Meh, you could still do so within a group of friends even at a conference I
would think, as long as it's in between sessions or otherwise at a break in
the action. But when you're sitting in an audience surrounded by strangers and
attending to whatever professional topic brought you there, it's probably not
as good of an idea.

I come from a community that is rather famous for being "not very formal", but
we have a very clear distinction between when it's appropriate to be jovial
and when formality is called for, and when formality _is_ called for we go way
above and beyond. Not because of sexism, but the neutrality of tone is
definitely a nice side effect.

------
ovi256
First they came for the penis jokes, and I didn't speak up ... etc etc.

This situation touches on subjects that are very emotionally charged and,
whatever side one is on, we'll have visceral reactions confounding us. I
propose a mental exercise, hoping it would clear the air, if that is possible.
Reverse everything having to do with gender and sex about the situation. Eg,
two women at a stereotypically women-dominated career conference make a cringe
worthy vagina joke. Male activist overhearing them takes offense and goes on
public shaming offensive via social media. Is this mirror situation the
functional equivalent ? Would it get the same public reaction ? Would the same
two people lose their jobs and their reputations ? If no, why not ? If yes,
why ? Cui bono ?

PS: not disputing anything about the trolls sending threats to Adria Richards.
They are the lowest of the low, and their reactions were surely sexist.

------
sarde
I think the best parts of the article don't deal with gender or with
Donglegate at all.

""When considering the dismal numbers of women (as well as African-American
and Latino men) in tech, the meritocratic presumption is that these minorities
aren’t good at or interested in technology; otherwise, there would be more of
them.""

She has a point in that minorities are also heavily under-represented in tech.
I want to put aside the gender politics for now because that's not where I
feel the author is strongest. I feel that she's making a good point by
pointing out essentially: okay, you guys claim you aren't sexist. That you
treated Adria poorly because she was an attention whore and not just a woman.

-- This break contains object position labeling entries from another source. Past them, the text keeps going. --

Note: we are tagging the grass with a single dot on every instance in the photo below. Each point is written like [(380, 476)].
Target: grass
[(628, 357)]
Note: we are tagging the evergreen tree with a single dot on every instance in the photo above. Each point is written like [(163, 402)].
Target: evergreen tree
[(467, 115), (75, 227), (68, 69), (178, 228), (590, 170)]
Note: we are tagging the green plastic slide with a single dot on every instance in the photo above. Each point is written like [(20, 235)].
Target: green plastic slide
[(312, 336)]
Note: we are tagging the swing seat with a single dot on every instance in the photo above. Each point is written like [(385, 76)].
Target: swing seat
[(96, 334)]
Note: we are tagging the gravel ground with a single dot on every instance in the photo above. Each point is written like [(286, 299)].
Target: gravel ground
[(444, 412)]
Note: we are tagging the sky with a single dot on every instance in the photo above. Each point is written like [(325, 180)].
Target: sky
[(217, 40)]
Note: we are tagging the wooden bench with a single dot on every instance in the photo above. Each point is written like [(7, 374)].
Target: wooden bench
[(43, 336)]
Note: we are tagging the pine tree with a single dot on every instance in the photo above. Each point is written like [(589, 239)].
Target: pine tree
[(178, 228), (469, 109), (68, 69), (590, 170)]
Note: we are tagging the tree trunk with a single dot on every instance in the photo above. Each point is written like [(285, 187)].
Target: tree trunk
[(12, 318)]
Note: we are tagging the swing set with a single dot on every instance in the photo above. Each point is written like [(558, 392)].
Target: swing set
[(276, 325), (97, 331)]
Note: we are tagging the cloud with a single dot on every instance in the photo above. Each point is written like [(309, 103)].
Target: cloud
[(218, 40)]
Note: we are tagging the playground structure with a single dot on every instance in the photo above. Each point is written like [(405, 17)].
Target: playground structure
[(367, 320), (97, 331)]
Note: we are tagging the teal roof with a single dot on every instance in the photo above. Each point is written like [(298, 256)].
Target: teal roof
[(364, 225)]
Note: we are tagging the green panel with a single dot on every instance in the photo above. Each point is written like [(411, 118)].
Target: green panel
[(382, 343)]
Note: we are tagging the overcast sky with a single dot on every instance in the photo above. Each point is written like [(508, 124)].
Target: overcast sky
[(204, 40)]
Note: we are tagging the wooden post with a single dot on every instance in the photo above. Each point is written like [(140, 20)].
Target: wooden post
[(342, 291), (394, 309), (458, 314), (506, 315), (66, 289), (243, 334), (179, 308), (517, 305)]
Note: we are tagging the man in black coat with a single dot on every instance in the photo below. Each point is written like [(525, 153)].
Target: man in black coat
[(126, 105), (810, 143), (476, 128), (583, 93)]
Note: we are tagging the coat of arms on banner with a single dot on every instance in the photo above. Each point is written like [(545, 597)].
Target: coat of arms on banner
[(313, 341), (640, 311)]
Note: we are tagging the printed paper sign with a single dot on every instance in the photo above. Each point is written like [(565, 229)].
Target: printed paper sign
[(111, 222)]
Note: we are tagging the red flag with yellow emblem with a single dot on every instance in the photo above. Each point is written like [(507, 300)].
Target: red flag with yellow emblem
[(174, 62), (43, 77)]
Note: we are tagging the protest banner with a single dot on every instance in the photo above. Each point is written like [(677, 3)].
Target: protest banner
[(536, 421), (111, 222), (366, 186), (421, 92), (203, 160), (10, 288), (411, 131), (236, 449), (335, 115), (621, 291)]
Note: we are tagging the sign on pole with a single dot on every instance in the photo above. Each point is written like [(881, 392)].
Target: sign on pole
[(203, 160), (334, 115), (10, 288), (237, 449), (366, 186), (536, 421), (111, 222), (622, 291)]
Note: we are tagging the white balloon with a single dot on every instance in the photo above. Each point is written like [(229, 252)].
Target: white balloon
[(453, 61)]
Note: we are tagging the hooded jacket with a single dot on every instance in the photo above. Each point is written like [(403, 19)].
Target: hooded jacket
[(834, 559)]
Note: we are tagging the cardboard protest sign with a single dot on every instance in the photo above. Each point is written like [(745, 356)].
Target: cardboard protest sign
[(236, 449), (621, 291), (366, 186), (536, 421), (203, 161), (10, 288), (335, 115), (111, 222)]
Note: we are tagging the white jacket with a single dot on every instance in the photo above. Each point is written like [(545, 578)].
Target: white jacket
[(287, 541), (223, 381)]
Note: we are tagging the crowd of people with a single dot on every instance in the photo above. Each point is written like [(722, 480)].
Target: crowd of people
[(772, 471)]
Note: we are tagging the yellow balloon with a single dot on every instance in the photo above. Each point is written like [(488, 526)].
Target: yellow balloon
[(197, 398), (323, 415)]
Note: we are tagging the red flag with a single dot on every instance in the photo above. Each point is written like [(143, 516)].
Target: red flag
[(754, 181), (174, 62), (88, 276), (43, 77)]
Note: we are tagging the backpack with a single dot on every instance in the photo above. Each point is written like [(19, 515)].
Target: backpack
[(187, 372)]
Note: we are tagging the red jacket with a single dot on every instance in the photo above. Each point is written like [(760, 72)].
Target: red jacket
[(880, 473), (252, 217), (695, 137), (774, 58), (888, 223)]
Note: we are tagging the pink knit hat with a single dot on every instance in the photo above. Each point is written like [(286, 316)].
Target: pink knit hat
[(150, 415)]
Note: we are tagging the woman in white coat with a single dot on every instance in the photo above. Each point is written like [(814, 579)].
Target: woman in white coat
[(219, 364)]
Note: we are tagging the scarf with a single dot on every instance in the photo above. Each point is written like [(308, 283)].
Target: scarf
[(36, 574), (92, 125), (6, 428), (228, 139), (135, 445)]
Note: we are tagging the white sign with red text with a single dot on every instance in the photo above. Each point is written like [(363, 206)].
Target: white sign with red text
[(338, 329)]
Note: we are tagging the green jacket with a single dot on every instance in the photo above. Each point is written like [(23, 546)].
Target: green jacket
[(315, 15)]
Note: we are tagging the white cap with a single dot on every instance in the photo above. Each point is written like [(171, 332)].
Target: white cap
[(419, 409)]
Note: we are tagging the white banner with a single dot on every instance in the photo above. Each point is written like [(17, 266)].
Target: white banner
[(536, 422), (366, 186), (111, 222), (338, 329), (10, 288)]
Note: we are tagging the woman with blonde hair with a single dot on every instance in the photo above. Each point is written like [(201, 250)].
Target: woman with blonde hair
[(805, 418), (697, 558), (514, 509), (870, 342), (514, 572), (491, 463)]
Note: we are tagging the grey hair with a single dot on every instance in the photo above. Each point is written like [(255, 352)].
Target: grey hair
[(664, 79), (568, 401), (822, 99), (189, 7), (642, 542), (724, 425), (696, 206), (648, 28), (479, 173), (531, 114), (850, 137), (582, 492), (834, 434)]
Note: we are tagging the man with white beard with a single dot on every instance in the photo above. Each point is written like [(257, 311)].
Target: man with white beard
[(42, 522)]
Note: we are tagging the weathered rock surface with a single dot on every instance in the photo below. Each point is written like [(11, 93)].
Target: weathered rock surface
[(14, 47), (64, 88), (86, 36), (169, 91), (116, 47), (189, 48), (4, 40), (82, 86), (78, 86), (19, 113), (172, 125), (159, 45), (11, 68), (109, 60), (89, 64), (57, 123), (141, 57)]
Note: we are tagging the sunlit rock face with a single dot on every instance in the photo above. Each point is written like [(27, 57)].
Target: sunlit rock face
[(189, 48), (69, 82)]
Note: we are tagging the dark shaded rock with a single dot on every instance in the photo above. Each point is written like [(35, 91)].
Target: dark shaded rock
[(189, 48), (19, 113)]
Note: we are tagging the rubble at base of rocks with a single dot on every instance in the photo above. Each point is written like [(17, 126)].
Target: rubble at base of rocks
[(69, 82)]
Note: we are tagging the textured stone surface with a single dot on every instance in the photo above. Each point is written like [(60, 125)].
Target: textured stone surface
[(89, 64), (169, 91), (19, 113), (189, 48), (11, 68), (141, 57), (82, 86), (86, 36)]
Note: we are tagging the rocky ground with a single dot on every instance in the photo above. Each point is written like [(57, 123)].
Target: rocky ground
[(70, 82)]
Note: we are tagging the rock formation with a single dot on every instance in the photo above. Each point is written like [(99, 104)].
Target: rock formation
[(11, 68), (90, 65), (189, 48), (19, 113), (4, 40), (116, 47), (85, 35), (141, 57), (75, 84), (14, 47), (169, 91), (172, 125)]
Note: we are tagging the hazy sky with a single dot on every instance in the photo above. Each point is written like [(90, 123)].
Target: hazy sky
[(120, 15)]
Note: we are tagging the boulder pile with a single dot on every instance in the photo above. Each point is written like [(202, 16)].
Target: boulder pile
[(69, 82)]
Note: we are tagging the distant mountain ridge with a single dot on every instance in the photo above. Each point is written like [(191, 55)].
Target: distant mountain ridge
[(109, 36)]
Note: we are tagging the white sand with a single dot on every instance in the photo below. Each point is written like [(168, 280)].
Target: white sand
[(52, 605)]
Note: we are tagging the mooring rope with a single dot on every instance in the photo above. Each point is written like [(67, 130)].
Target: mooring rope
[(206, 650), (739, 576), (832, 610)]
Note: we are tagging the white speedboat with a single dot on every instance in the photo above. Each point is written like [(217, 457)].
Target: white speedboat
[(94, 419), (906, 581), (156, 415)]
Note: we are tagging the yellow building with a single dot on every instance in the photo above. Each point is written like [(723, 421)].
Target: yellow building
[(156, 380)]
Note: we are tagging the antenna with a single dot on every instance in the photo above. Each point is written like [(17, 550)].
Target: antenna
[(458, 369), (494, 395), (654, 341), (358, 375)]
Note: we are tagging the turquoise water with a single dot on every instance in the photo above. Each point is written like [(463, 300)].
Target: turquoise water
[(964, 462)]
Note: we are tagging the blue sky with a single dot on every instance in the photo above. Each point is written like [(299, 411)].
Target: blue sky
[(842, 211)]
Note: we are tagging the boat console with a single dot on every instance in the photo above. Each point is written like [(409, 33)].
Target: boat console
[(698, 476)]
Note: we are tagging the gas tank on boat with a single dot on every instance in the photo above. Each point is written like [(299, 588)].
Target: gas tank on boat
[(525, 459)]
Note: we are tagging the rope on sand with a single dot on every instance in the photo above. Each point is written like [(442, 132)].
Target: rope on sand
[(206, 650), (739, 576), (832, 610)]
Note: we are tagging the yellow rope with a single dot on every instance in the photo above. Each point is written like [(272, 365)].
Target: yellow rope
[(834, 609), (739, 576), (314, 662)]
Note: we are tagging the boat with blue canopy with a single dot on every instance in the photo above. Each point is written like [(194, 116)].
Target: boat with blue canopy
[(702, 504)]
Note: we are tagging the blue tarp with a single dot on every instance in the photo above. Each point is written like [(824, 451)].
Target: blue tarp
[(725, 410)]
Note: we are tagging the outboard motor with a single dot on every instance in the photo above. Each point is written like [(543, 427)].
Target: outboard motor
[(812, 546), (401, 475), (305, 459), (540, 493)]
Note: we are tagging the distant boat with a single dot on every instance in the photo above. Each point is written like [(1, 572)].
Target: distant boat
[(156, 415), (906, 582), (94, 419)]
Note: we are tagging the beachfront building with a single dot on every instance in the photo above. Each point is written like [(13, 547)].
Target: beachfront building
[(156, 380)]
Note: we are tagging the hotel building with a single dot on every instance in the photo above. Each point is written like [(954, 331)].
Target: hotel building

But what explains the under-representation of other minorities in tech? Why
aren't there as many African America n or Latino American programmers?

I feel like she's right in saying the tech world isn't truly meritocratic.

------
fatjokes
It's interesting to me that none of the "mainstream" (Mashable, TechCrunch,
Wired) articles have discussed her public shaming of the two programmers, or
how she dealt with the issue in general (i.e., not confronting them directly).
In fact, most of these articles focus on the "rape and death threats" that
Adria received which I'd like to think are the at the fringe of this
discussion. They're nothing to take lightly, but I don't think it's fair to
say they're representative of the tech community at large.

Public shaming is a method of cyber-bullying, and in this scenario, I think
that label fits Adria's actions. While cyber-bullying is also a hot topic
these days, it seems to be completely overlooked in this matter.

I'd hate to be a conspiracy theorist, but I can't help but think Adria got her
friends in the media to write some fluff pieces.

------
omonra
Is it just me or is the entire article premised on this sentence:

"If we admit there are structural barriers to entry, and a culture that
actively discourages and women and men of color from participating, then it
logically follows that technology is not a meritocracy."

However, she fails to demonstrate/prove this fact. So if one doesn't admit it,
the whole opus is hard to take seriously.